Write out any column names you want to be changed in this format:
bad_columns = {"ntsb-model" : "ntsb_model",
"ntsb-number" : "ntsb_number",
"total-fatalities" : "total_fatalities"}
This is called a dictionary
. It’s a very useful data type built into Python. It basically functions like a list, except each list item has a key
that maps to a value
. In our case, we’ll be using the key
to look for the current column name and the value
to assign a new column name.
That means the old names go to the left of the colon, and the new names go to the right.
Note
Renaming columns in a dictionary can get really handy for larger datasets. You can even create a default, reusable dictionary that renames standard or common strings to your newsroom’s house style, or that changes all instances of “number” to “#”. This dataset is small, but when you start analyzing datasets with thousands of columns, this can save you a lot of pain.
Next, let’s grab the DataFrame we originally imported the 2024 data into (new_accident_list
) and apply our column-name cleaner to it before we concatenate it with the other data.

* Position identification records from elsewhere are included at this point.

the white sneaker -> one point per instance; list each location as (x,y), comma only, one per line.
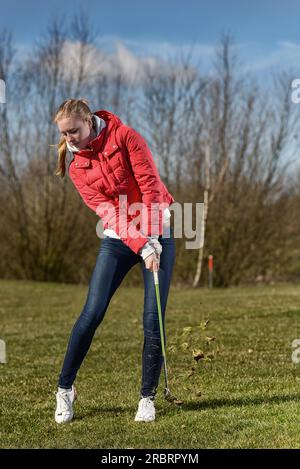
(146,410)
(64,408)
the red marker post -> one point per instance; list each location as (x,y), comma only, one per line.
(210,270)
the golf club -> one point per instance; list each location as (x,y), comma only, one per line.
(167,392)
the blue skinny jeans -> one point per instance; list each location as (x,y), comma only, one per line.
(114,260)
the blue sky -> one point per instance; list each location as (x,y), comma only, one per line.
(267,32)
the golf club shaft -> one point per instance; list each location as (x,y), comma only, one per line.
(156,283)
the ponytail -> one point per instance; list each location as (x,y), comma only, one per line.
(61,160)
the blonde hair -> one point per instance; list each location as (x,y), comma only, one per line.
(69,108)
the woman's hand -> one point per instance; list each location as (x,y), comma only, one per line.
(152,262)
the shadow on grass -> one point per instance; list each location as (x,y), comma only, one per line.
(190,405)
(216,403)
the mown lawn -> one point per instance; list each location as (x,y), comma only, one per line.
(244,393)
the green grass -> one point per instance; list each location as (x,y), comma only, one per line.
(249,386)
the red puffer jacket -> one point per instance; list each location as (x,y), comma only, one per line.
(119,162)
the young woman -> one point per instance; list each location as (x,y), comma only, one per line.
(105,160)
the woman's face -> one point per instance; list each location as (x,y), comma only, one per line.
(76,131)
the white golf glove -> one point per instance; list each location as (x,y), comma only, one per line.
(152,246)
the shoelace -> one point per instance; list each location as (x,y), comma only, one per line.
(147,403)
(63,402)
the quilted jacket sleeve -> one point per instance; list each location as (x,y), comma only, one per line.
(109,214)
(148,180)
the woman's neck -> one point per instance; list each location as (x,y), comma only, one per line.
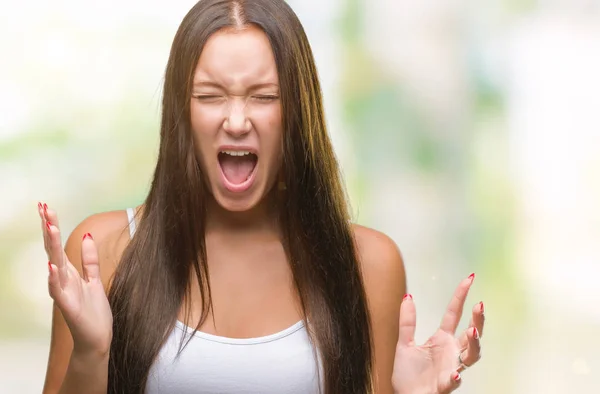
(262,218)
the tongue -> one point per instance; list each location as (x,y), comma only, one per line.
(237,168)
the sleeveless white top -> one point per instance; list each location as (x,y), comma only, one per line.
(281,363)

(If you rename the columns after concatenating, you’ll just end up with two columns with the same name and different variables.)

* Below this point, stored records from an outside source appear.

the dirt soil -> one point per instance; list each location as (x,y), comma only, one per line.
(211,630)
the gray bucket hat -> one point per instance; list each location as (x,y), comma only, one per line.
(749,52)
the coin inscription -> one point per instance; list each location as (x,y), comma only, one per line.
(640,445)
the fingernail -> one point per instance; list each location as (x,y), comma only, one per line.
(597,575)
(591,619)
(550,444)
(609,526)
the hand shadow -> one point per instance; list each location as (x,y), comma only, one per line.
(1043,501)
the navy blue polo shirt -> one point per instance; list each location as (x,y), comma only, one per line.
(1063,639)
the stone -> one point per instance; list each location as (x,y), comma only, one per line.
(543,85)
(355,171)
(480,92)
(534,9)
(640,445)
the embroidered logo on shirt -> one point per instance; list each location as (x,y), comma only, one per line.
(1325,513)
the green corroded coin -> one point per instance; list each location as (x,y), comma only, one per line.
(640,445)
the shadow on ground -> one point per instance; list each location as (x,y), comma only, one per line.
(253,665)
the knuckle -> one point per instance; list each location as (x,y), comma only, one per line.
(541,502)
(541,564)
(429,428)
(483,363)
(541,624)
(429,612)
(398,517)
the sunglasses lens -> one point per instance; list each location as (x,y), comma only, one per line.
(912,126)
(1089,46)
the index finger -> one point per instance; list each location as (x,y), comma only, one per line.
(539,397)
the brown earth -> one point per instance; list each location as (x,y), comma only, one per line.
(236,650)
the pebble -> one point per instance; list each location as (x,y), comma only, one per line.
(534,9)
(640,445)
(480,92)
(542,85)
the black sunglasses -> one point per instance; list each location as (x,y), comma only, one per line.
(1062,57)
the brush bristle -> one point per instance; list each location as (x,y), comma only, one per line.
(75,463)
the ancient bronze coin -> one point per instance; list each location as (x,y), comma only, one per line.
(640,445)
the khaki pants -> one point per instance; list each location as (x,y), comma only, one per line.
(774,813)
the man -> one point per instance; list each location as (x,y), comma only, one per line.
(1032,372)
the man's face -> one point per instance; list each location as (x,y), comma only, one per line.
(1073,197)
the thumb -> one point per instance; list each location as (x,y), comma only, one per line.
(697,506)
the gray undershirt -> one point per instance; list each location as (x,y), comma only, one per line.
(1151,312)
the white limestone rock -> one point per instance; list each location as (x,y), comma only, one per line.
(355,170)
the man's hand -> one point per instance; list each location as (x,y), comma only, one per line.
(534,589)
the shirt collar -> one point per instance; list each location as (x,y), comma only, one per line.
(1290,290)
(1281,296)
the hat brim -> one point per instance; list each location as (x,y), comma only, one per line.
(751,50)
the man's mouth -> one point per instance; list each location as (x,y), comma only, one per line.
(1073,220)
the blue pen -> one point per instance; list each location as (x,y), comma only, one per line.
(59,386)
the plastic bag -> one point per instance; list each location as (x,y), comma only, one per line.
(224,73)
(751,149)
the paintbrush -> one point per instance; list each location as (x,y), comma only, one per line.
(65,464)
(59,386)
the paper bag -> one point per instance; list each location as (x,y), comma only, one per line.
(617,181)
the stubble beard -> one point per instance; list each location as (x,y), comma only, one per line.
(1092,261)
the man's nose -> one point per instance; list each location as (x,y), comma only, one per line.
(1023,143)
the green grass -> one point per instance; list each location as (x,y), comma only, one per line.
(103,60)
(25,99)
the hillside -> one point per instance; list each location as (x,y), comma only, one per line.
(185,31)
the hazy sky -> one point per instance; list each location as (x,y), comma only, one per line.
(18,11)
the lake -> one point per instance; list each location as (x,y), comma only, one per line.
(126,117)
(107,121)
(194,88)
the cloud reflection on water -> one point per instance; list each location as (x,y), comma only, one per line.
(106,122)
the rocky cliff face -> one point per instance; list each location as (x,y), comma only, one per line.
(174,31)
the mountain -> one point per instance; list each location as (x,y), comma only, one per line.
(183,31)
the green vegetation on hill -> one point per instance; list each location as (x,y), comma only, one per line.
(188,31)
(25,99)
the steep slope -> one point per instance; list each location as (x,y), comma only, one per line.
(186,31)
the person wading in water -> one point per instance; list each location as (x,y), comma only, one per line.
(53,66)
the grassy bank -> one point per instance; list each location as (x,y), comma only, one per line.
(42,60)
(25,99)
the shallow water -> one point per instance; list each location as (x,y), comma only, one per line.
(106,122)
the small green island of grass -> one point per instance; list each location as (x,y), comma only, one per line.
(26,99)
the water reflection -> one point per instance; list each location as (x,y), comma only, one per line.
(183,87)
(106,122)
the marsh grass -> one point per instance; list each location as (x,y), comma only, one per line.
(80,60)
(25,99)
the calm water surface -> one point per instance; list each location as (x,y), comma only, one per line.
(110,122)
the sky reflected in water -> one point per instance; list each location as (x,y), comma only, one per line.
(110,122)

new_accident_list = new_accident_list.rename(columns=bad_columns)
Okay, let’s see how that worked.
new_accident_list.count()
ntsb_model 3
ntsb_number 3
year 3
date 3
city 3
state 3
country 3
total_fatalities 3
latimes_make 3
latimes_model 3
latimes_make_and_model 3
event_id 3
ntsb_make 3
dtype: int64
This looks more like what we want to put together.
Let’s try the concat
step again.
updated_accident_list = pd.concat([accident_list, new_accident_list])

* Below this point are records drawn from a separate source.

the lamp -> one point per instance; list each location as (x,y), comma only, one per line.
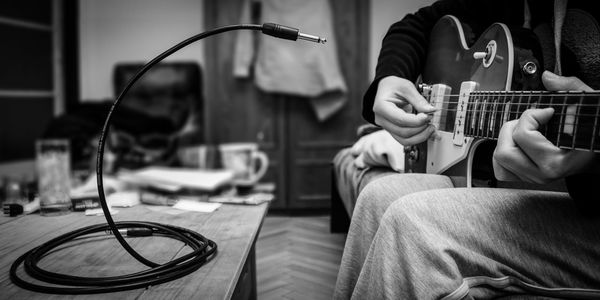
(203,248)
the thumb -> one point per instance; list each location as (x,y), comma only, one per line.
(554,82)
(532,119)
(359,162)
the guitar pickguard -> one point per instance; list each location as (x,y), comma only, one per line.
(451,63)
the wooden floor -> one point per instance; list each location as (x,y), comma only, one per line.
(297,258)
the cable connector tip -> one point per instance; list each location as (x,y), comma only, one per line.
(312,38)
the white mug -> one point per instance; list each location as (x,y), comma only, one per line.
(247,162)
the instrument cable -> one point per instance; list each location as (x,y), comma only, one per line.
(203,248)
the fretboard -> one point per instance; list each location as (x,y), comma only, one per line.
(574,125)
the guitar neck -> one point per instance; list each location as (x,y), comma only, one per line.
(574,125)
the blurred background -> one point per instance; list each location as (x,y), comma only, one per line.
(63,61)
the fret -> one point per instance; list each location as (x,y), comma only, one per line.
(577,116)
(506,111)
(515,108)
(480,129)
(467,121)
(553,127)
(493,119)
(503,105)
(595,131)
(544,105)
(561,128)
(474,115)
(584,121)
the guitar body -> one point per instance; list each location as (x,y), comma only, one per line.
(450,64)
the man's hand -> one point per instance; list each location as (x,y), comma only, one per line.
(523,153)
(378,149)
(394,99)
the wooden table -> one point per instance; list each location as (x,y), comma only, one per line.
(231,274)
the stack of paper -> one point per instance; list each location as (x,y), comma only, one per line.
(177,179)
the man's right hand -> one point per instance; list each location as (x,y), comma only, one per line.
(393,103)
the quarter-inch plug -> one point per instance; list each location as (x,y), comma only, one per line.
(289,33)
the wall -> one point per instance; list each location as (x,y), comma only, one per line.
(383,14)
(113,31)
(107,28)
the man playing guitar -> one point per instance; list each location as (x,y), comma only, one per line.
(419,235)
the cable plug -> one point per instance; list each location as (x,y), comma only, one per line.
(133,232)
(12,209)
(289,33)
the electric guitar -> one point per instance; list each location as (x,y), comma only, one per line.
(479,88)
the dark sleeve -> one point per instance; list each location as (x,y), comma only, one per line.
(404,47)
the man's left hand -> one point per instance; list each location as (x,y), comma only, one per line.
(524,154)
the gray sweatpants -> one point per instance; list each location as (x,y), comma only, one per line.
(414,236)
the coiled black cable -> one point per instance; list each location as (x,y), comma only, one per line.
(203,248)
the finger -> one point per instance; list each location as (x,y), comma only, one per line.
(554,82)
(529,139)
(415,139)
(358,147)
(508,155)
(396,160)
(359,162)
(412,96)
(407,132)
(502,173)
(389,112)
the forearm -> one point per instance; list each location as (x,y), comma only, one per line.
(583,188)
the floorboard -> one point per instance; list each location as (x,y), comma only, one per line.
(297,258)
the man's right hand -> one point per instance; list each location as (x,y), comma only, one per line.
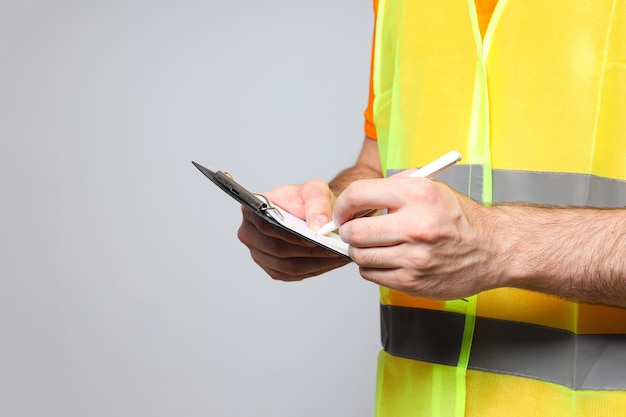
(282,255)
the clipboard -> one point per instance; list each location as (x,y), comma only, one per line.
(262,207)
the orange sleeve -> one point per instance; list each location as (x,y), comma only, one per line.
(370,127)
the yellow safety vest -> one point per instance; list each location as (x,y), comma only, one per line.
(538,110)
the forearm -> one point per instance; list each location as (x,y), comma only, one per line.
(573,253)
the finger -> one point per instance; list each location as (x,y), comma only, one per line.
(371,194)
(318,201)
(287,197)
(414,257)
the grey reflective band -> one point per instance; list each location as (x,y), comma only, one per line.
(553,188)
(579,362)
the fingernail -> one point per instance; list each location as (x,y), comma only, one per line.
(318,222)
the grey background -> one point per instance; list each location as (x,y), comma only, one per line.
(123,288)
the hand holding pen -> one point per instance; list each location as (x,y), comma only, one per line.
(427,171)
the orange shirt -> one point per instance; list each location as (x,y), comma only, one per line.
(484,9)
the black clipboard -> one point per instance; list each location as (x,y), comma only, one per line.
(262,207)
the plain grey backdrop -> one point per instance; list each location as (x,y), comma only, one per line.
(123,288)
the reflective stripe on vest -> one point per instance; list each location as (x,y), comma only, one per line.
(579,362)
(551,188)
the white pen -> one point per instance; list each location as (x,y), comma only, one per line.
(427,171)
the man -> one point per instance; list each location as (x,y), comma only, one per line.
(503,284)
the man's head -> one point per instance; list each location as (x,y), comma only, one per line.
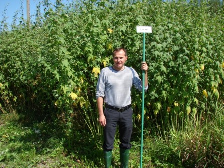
(119,58)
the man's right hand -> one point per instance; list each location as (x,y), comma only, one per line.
(102,120)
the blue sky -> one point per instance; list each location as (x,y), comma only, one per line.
(8,8)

And check our work with count
.
updated_accident_list.count()
event_id 166
ntsb_make 166
ntsb_model 166
ntsb_number 166
year 166
date 166
city 166
state 165
country 166
total_fatalities 166
latimes_make 166
latimes_model 166
latimes_make_and_model 166
dtype: int64
We now have 166 complete values and no split columns. This also reorders your columns for you automatically, because concat
matches on the column name. It defaults to the column order in the DataFrame on the left; if you wanted to keep the new_accident_list
order, you’d have to swap the order in the concat
command.
And now we can re-run our whole analysis with a fresh year of data added in — without changing anything except the name of the DataFrame it’s operating on.
We could also overwrite our original DataFrame with the new data so we don’t even have to change the DataFrame name to re-run the analysis. But that can be risky if you don’t keep track of your order of operations and leave good notes for yourself.